The train-and-equip program for moderate Syrian opposition forces will begin on May 9, Foreign Minister Mevlüt Çavuşoğlu told Daily Sabah. On Feb. 19, Turkey and the U.S. inked a deal to train and equip moderate Syrian opposition forces with the aim of achieving a political transformation in war-torn Syria on the basis of the Geneva Communique. However, due to the transportation of weaponry and forming fighting units taking time, the program will start three months after the signing of the agreement. "There isn't any political or other issue. At first, 300 people will be trained, followed by the next 300 and, at the end of the year, the number of trained and equipped fighters will reach 2,000," Çavuşoğlu said. He further added that the U.S. and Turkey share the view of a Syria without President Bashar Assad.
"But for now, the fight against ISIS [Islamic State of Iraq and al-Sham] is a priority for the U.S.," Çavuşoğlu said, adding that the trained and equipped Syrian opposition groups will fight both the Assad regime and ISIS.
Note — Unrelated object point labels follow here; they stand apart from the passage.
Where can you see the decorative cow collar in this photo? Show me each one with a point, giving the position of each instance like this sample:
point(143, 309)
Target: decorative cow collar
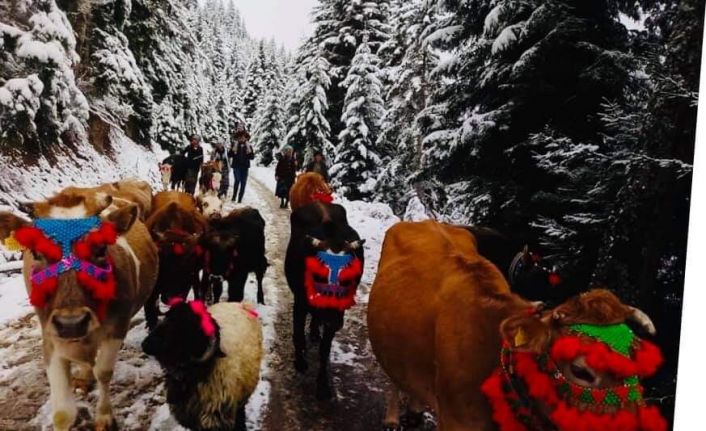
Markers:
point(66, 244)
point(525, 380)
point(331, 280)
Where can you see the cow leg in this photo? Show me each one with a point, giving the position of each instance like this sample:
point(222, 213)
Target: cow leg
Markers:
point(314, 330)
point(392, 409)
point(217, 291)
point(300, 311)
point(260, 274)
point(241, 420)
point(61, 395)
point(83, 379)
point(236, 286)
point(152, 310)
point(103, 371)
point(332, 323)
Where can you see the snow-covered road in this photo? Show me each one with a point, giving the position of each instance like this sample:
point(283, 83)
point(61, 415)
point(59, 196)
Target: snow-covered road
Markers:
point(284, 400)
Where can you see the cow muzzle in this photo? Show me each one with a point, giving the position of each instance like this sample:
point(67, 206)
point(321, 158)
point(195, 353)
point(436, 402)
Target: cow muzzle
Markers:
point(74, 324)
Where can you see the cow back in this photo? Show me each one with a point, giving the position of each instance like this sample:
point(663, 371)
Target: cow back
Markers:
point(434, 312)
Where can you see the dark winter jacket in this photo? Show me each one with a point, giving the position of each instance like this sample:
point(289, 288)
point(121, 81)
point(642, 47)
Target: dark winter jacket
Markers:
point(194, 157)
point(222, 157)
point(286, 169)
point(240, 155)
point(319, 168)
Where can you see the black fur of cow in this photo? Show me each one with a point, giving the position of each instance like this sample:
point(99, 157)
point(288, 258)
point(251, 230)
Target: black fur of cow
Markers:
point(327, 222)
point(235, 247)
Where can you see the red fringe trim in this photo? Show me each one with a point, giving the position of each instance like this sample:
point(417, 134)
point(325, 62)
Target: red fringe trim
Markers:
point(565, 417)
point(34, 239)
point(315, 267)
point(40, 293)
point(600, 357)
point(503, 415)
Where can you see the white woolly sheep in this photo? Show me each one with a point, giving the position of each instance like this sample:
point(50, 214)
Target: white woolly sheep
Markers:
point(211, 360)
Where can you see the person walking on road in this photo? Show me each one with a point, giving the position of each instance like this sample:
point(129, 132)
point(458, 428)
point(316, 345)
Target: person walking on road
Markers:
point(285, 174)
point(220, 156)
point(194, 159)
point(241, 154)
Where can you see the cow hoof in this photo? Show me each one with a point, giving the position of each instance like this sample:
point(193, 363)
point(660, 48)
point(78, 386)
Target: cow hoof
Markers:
point(300, 365)
point(83, 386)
point(411, 420)
point(323, 391)
point(63, 420)
point(106, 423)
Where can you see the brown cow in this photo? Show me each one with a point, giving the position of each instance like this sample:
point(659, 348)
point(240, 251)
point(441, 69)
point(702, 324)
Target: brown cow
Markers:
point(176, 225)
point(308, 188)
point(84, 310)
point(438, 316)
point(124, 193)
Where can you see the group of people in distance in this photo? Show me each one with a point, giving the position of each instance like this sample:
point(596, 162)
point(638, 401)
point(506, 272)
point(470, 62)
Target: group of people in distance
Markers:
point(238, 159)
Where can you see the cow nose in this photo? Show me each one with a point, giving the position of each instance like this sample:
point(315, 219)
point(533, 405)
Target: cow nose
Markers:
point(72, 326)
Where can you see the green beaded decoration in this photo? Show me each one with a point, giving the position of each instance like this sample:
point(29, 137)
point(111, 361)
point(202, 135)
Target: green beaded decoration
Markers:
point(619, 337)
point(634, 395)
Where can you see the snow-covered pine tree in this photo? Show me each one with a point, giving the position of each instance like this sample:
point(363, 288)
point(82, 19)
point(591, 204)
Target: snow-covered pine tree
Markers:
point(308, 129)
point(40, 103)
point(269, 128)
point(409, 61)
point(255, 82)
point(339, 29)
point(357, 162)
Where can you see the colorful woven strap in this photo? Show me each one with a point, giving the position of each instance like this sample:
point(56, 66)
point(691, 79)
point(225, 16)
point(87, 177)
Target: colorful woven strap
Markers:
point(68, 264)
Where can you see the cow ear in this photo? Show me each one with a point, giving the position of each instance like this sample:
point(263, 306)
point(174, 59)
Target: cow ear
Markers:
point(526, 332)
point(124, 218)
point(8, 223)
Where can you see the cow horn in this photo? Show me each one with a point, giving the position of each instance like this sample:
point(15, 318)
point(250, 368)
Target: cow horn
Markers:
point(643, 320)
point(355, 245)
point(317, 243)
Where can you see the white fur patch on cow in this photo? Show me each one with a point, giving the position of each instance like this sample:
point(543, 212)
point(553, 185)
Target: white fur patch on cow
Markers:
point(61, 394)
point(122, 243)
point(78, 211)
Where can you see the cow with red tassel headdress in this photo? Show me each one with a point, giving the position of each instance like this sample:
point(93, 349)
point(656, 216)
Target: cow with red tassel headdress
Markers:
point(89, 266)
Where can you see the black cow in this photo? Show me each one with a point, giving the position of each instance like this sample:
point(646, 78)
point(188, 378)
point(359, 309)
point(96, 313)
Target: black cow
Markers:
point(234, 247)
point(323, 267)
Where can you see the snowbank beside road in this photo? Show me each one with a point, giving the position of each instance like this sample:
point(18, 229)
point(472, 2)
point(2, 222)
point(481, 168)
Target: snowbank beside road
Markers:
point(20, 183)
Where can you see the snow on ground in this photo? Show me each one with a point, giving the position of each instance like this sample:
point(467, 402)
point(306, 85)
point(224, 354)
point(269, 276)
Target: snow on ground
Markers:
point(13, 300)
point(86, 168)
point(21, 184)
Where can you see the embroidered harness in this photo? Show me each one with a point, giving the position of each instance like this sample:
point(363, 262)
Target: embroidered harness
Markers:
point(525, 380)
point(66, 245)
point(331, 280)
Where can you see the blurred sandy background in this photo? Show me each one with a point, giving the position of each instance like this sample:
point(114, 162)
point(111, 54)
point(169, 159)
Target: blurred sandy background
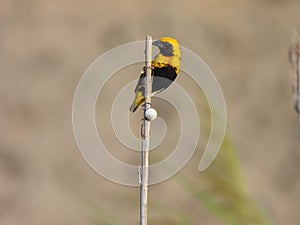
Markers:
point(45, 46)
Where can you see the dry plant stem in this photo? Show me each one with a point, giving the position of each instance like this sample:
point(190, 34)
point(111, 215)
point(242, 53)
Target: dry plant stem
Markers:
point(144, 173)
point(295, 65)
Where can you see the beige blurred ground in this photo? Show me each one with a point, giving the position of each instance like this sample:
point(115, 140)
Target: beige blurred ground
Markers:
point(45, 46)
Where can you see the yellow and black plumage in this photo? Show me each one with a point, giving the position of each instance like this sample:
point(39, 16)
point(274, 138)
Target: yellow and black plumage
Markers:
point(166, 66)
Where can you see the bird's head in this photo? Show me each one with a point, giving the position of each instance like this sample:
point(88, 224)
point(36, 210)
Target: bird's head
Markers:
point(168, 46)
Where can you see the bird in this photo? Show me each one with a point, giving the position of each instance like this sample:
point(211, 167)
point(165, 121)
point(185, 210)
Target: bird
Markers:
point(165, 68)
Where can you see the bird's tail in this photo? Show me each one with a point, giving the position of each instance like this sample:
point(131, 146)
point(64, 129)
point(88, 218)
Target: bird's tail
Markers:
point(139, 99)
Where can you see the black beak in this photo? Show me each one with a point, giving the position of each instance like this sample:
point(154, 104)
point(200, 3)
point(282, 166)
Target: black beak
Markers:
point(158, 43)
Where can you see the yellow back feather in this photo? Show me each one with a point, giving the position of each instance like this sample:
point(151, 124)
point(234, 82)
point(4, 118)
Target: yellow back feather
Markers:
point(174, 60)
Turkey had already trained and equipped 1,600 peshmerga fighters from the Kurdistan Regional Government (KRG) of northern Iraq. He added that since the formation of a new government in Iraq, relations have strengthened with Baghdad.
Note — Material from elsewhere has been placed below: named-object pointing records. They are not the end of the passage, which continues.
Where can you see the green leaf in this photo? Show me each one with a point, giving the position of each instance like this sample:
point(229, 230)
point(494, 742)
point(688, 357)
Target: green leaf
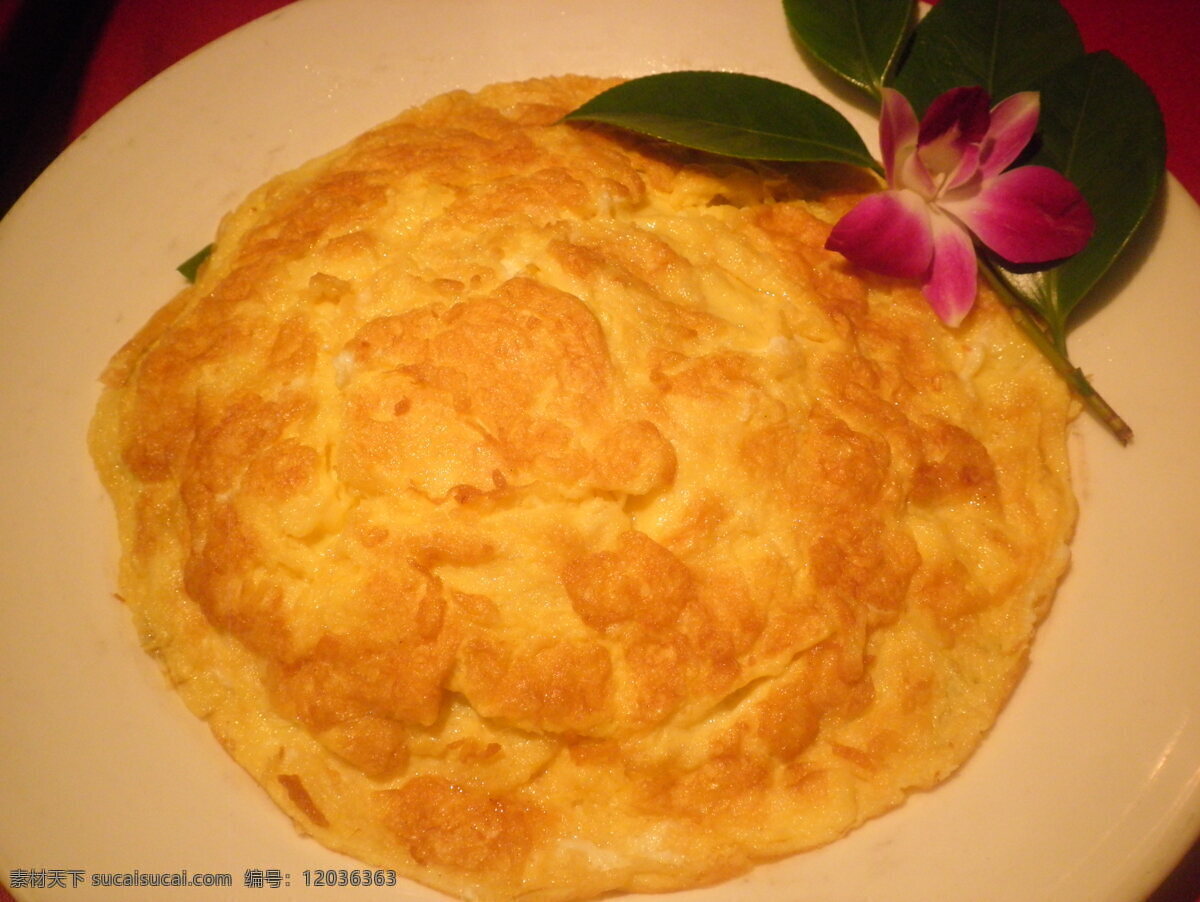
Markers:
point(191, 266)
point(1101, 126)
point(857, 40)
point(1003, 46)
point(737, 115)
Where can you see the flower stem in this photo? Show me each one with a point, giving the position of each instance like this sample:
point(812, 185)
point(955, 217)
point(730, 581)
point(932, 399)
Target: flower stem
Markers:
point(1056, 353)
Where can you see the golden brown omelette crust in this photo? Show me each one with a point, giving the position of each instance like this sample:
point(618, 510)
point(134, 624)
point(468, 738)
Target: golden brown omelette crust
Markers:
point(541, 511)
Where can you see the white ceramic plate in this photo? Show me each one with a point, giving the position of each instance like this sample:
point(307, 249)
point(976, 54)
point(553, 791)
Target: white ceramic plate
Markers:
point(1089, 788)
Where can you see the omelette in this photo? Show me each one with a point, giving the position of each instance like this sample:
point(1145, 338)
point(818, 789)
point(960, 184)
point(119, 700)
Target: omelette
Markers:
point(539, 511)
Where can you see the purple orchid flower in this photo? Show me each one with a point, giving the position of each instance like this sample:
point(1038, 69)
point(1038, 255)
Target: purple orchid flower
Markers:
point(947, 182)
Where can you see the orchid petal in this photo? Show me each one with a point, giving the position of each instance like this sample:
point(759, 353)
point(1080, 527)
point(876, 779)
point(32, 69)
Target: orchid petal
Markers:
point(898, 144)
point(887, 233)
point(951, 289)
point(1013, 122)
point(953, 124)
point(1026, 215)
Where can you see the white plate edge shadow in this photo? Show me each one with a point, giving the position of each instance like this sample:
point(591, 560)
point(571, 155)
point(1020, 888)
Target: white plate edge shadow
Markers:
point(211, 169)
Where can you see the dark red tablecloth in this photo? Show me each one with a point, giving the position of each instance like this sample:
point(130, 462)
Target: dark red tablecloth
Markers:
point(1157, 38)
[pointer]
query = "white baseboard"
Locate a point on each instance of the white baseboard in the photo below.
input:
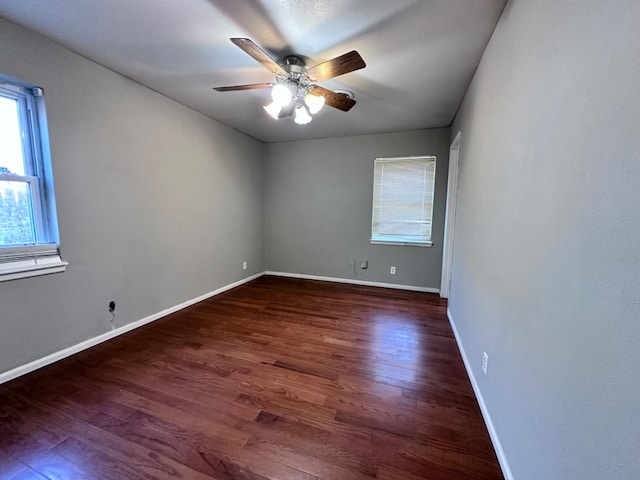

About 2,200 individuals have been identified to be vetted for the train-equip program to help Syrian opposition fighters, the U.S. said in March. "We've begun the pre-screening process of compiling biographical data on more than 400 of these potential recruits," Pentagon Spokeswoman Elissa Smith said. The Pentagon said in February that it had identified 1,200 opposition fighters to be vetted. Commander of the American Special Operations Forces in the Middle East, Major General Michael Nagata, and his team, have been working to select and screen members of moderate Syrian opposition groups for the program.
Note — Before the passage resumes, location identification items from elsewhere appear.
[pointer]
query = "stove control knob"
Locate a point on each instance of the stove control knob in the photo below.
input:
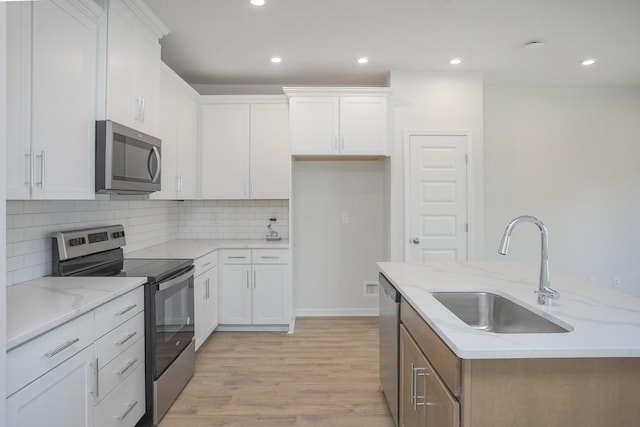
(77, 241)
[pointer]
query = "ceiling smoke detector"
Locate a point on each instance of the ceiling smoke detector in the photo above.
(534, 44)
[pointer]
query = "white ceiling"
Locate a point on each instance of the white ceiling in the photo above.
(230, 41)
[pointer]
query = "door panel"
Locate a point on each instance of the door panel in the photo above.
(437, 198)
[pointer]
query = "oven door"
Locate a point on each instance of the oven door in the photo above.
(173, 321)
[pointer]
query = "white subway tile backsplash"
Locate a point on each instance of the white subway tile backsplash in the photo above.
(146, 222)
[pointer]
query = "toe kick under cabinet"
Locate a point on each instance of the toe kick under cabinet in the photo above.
(439, 389)
(255, 289)
(88, 372)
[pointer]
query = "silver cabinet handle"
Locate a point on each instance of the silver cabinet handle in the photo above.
(95, 389)
(42, 169)
(30, 178)
(129, 409)
(64, 346)
(127, 338)
(127, 367)
(124, 310)
(419, 372)
(154, 175)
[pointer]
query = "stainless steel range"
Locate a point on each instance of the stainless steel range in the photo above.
(169, 311)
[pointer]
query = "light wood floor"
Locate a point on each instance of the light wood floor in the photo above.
(324, 374)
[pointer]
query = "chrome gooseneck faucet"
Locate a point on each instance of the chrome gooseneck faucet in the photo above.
(544, 290)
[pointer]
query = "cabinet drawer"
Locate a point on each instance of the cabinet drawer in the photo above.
(270, 256)
(236, 256)
(205, 263)
(445, 362)
(115, 342)
(111, 374)
(119, 310)
(32, 359)
(125, 405)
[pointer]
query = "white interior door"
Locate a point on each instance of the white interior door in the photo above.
(437, 198)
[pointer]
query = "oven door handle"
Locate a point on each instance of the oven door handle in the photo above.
(176, 280)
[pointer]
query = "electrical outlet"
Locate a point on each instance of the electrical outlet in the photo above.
(616, 282)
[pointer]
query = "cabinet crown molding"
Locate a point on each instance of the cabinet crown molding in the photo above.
(336, 91)
(144, 13)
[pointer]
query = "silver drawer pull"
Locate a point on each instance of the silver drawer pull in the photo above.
(64, 346)
(129, 409)
(127, 338)
(123, 311)
(126, 368)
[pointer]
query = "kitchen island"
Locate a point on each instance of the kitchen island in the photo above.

Saudi Arabia, Qatar and Turkey agreed to help opposition groups not only fight ISIS, but also battle the forces loyal to the regime. The agreement with Saudi Arabia and Qatar is still being worked out, but the U.S. and Turkey already signed a deal in February to train and equip moderate Syrian opposition forces.
Çavuşoğlu had said in February: "The aim of the program is to ensure a political transition and strengthen the opposition in their fight against threats such as extremism, terrorism and all elements that pose a threat to the opposition, including from the [Syrian] regime."
In line with the agreement, the Syrian opposition forces will be trained in the central Anatolian province of Kırıkkale, National Defense Minister İsmet Yılmaz said in early March.
The Free Syrian Army has long been asking for more assistance in its fight against the Assad regime. There has been heavy fighting recently in northern Syria. The FSA still control parts of Aleppo, though government and its allied forces have been closing in. Turkey has continuously expressed that a comprehensive strategy that includes safe and no-fly zones in Syria along with training opposition groups, is necessary for a permanent solution in the war in the neighboring country.